Chile in the 1950s

Was anyone in Chile making experimental electronic music in the 1950s? Oh yes. And Professor Jack Dangers of the University of Meat Beat Manifesto knows all about it

It’s pretty odd to think that anyone was making experimental electronic music in Chile in the 1950s, but there were one or two guys doing it. Three maybe. The most interesting and important names were Juan Amenabar and José Vicente Asuar. 

The record in my collection that best represents Chilean electronic music is Juan Amenabar’s ‘Amacatá’ from 1973. It’s electro-acoustic stuff, meaning it uses a lot of natural sounds as well as tape manipulation. I don’t speak Spanish, but there seems to be a political edge to it. There was a coup d’etat in Chile in 1973, when the military imposed a dictatorship which resulted in Pinochet taking power in 1974. It was a politically heavy time right across Latin America back then. Another Chilean composer, Gabriel Brncic, moved to Argentina in the 1960s and was exiled in 1974 because of his political beliefs.

I think it was the German connection that helped make electronic music happen so early in Chile. That would explain how a South American nation could be producing cutting-edge electronic tracks at a time when even the UK only got started with the Radiophonic Workshop in 1958 – and that was with the BBC funding it. Chile’s links with Germany predate World War Two, so it’s not so surprising that they had a relationship with the Cologne studio where Stockhausen worked. They also had contacts with Pierre Schaeffer’s studio in Paris. That’s how they were able to make this music, or to be more precise, get their hands on the equipment. What they did was really quite primitive, but that’s what I like about it. Because they had so little, and what they did have was so rudimentary, they had to push themselves that much harder and work at being that much more inventive. 

José Vicente Asuar was the first person to make purely electronic music in Chile, as opposed to electro-acoustic music. He founded the first electronic music studio in Chile in 1957, at the University of Santiago. He wrote a dissertation about the building of the studio, which allowed him to qualify as a civil engineer. Asuar’s 1958 piece, ‘Variaciones Espectrales’, was the first piece of electronic music to be performed in public in Chile and probably all of Latin America. The following year, he wrote a text called ‘In the Threshold of a New Era for Music’, which was very important. He went on to build electronic music labs in Germany in 1960, in Venezuela in 1965, and another one in Chile in 1969. He later created the first electronic music computer in Chile, COMDASUAR, and released a piece called ‘Ahora’, which means ‘Now’ in English. He had a big thing about recording children reciting political speeches out of context. 

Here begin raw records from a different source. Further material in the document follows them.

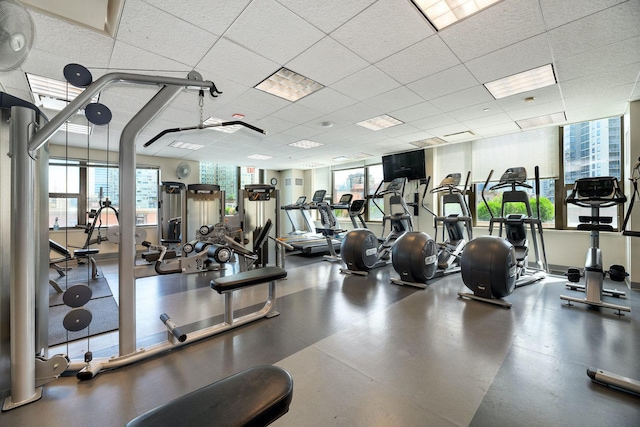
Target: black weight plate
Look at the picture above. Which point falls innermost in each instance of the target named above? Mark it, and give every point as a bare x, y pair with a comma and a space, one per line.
77, 75
98, 114
77, 319
77, 295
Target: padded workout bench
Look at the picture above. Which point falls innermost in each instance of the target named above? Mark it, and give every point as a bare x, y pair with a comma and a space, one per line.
254, 397
228, 284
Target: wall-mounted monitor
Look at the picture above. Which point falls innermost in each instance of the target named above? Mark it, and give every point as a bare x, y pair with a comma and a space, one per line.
410, 165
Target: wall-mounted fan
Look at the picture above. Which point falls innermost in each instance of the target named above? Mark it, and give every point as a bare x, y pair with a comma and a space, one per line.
183, 170
17, 33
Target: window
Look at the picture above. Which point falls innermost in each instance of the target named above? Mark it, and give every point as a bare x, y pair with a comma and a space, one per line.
494, 200
227, 178
76, 188
603, 136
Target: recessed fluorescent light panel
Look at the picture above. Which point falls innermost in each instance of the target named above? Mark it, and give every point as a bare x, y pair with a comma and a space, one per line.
458, 136
305, 143
522, 82
380, 122
313, 165
185, 145
223, 129
259, 157
442, 13
542, 120
428, 142
75, 128
286, 84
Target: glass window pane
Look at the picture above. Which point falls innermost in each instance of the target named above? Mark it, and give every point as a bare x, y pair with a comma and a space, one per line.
348, 181
227, 178
64, 210
592, 149
494, 200
64, 179
146, 196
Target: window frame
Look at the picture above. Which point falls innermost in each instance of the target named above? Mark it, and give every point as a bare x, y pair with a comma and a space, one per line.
82, 197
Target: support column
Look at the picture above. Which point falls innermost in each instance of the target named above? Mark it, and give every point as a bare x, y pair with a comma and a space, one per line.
22, 307
632, 152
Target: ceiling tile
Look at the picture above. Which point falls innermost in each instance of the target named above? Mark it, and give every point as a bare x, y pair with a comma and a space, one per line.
426, 57
494, 28
600, 29
616, 54
157, 31
225, 12
326, 100
281, 45
375, 33
327, 15
443, 83
326, 62
234, 62
454, 101
557, 13
516, 58
366, 84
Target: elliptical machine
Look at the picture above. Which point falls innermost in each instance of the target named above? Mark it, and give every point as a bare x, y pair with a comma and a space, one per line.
451, 247
595, 193
361, 249
492, 267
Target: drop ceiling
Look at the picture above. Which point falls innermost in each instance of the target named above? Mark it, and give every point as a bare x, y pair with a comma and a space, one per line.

There’s a CD collection that celebrates the 50th anniversary of Chilean electro-acoustic music. The earliest recording on there is a 1956 track by José Vicente Asuar. If you’re interested in a thorough overview of Chilean electro-acoustic music, that’s the one to get. If you want a copy of the vinyl version of ‘Amacatá’, it would cost about $700 or $800 – if it ever comes up, that is. I think that’s about as high as prices go with electronic music. It’s still not as high as some of the jazz stuff or sought-after rock records because only a handful of people in the world are interested. It’s also been hard for collectors to get hold of records from places like Chile because they didn’t get online and onto eBay until comparatively recently, within the last 10 years. With these records, they were very limited pressings, but there are still going to be 200 or 300 copies out there, so it’s just a matter of time. And money.